Documentaries include A Decade Under the Influence (2 p.m. today and Nov. 13), tracing U.S. cinema in the 1970s, Jonathan Demme's The Agronomist (8 p.m. Monday; 5 p.m. Tuesday) and Tom Dowd and the Language of Music (Nov. 13 and 14) featuring a roster of rock and jazz legends.

Matthew Barney's Cremaster Cycle, a quintet of avant-garde symbolist works, will be presented throughout the festival.

Guest appearances at Cine-World include actor Laurence Luckinbill (Nov. 16) discussing his one-man stage shows, Teddy, Darrow and Lyndon, plus his role in the 1970 film The Boys in the Band.
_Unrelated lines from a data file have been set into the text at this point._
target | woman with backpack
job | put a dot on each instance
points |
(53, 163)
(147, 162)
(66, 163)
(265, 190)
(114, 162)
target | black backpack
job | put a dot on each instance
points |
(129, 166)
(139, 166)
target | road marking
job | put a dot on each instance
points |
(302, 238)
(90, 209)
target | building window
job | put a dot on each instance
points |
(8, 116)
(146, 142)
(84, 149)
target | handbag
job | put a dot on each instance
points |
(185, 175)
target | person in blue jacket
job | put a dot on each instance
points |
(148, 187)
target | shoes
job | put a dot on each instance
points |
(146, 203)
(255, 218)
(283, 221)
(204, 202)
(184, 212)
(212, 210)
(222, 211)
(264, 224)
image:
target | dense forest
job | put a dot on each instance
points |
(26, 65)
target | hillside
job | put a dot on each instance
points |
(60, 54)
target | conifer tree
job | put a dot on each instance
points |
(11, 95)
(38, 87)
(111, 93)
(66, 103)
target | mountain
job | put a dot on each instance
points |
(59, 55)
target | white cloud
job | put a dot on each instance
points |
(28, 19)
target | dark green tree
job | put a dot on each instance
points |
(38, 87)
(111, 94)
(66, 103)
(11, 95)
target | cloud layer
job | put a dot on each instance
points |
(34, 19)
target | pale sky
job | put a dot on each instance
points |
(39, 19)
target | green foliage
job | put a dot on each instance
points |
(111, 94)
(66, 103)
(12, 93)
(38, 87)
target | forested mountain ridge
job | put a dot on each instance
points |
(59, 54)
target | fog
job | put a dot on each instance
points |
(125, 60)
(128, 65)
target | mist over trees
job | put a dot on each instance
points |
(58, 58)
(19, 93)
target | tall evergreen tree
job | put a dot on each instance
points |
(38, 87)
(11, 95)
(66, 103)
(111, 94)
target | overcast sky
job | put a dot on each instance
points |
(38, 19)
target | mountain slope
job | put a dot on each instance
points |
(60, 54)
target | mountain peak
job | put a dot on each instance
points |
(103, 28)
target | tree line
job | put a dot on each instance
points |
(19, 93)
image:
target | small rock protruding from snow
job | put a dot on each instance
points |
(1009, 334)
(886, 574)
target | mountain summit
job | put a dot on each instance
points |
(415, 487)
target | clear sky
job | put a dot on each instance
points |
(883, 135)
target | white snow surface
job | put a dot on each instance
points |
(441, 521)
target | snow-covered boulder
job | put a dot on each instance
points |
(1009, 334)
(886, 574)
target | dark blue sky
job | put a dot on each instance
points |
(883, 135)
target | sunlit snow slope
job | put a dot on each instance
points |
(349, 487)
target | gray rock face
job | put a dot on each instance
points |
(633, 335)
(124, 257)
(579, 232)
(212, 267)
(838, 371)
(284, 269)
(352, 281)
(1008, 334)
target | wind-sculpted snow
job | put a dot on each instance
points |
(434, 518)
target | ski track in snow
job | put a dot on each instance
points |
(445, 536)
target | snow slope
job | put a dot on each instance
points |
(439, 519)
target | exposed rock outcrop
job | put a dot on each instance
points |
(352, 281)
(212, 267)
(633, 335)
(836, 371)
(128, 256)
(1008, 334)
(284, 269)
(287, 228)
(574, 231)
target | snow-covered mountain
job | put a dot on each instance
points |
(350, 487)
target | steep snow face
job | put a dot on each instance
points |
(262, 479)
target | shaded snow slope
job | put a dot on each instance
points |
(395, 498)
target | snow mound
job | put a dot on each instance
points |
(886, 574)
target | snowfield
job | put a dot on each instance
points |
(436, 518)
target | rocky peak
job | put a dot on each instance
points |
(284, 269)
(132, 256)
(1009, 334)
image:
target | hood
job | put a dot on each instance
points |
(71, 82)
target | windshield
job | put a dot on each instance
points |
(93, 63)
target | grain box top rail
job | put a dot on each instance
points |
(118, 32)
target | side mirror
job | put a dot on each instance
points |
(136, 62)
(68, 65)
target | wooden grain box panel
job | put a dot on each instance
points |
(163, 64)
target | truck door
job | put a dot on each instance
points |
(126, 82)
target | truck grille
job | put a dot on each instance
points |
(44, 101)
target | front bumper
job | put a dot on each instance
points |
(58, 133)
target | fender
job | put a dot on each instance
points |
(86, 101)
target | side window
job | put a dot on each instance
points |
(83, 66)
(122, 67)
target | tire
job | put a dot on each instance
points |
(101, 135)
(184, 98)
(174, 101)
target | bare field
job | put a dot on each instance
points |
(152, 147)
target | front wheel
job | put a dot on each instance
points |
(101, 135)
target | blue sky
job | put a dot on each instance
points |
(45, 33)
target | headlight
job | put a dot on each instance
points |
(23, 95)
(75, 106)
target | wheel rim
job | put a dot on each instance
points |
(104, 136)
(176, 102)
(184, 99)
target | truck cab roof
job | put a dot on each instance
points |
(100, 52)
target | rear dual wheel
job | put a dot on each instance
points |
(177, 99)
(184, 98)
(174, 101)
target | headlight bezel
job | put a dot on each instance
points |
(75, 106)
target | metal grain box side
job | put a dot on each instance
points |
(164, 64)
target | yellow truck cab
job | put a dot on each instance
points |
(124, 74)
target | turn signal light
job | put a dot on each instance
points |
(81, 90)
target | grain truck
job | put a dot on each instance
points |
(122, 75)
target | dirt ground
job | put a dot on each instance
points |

Producer Randy Finch (Federal Hill, Outside Providence) will conduct a film production seminar at 2 p.m. Saturday, and directors Sandra and Joseph Cosentino will discuss their History Channel series Mouthpiece: Voice for the Accused in two programs Nov. 13 and 15.

Two Cine-World programs are free: Saturday's Academy Award Student Films showcase (noon) and the Florida State University and Ringling School of Art and Design short films collection at noon on Nov. 15.